Ho incontrato Dario e i ragazzi dei Foja quando sono venuti in tournée in Quebec nell’autunno 2019; tramite il mio agente italiano Roberto Forlano ci siamo presentati e siamo davvero andati d’accordo! Tutti i ragazzi sono davvero simpatici, alla mano e rilassati. Abbiamo fatto alcuni concerti in giro per Montreal. Abbiamo parlato di produzione musicale, attrezzatura da studio, influenze, ecc. Luigi il mandolinista (grande musicista) è anche il bassista della band italiana Disco-Funk Fitness Forever (anch’essa legata alla gang dei Nu Genea) quindi mondi musicali non così lontani..! Quando ho chiesto a Dario se voleva fare un lungometraggio e cantare in dialetto napoletano su una canzone, ha gentilmente accettato e penso che il risultato sia sorprendente! Dario è un vero soulman.

“Never Better” è comunque un viaggio dentro un passato glamour del pop, del funk… dal futuro invece che cosa peschi?

Uso strumenti vintage e apparecchiature di registrazione analogiche ma anche computer, diversi software e plugin musicali, molti effetti e trucchi digitali, ecc. Qualunque cosa funzioni per la musica, non importa se è vintage o moderna. Non cerco di riprodurre alcun genere musicale del passato, ma unisco i buoni suoni analogici e le capacità di songwriting del passato con la tecnologia moderna di oggi. Non chiamerei la mia musica “vintage” ma “future-vintage”.

Penso anche che l’età d’oro della musica degli anni ’70 e ’80 avesse una qualità che oggi è assente. Molta della musica di oggi è semplicemente generata da laptop, soundbank e sequencer e quindi manca un qualche tipo di tocco umano, una vera musicalità e abilità di arrangiamento.

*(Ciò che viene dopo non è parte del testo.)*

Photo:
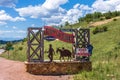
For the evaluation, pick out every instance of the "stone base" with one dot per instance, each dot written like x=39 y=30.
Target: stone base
x=55 y=68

E questa copertina molto “Hotel California”? Anche questa è una citazione del glorioso passato?

Ho scattato io stesso la foto sulla copertina dell’album durante una delle mie visite a Los Angeles a Malibu. Non esiste un collegamento consapevole con l’Hotel California; ovunque tu vada a Los Angeles vedi palme, l’oceano e splendidi tramonti. Ho usato quella foto per la copertina dell’album perché penso che rappresenti molto bene l’atmosfera generale dell’album: la malinconia è come una calda e confortante brezza estiva che culla dolcemente la marea sotto le palme al tramonto; non vuoi venire a ballare con me?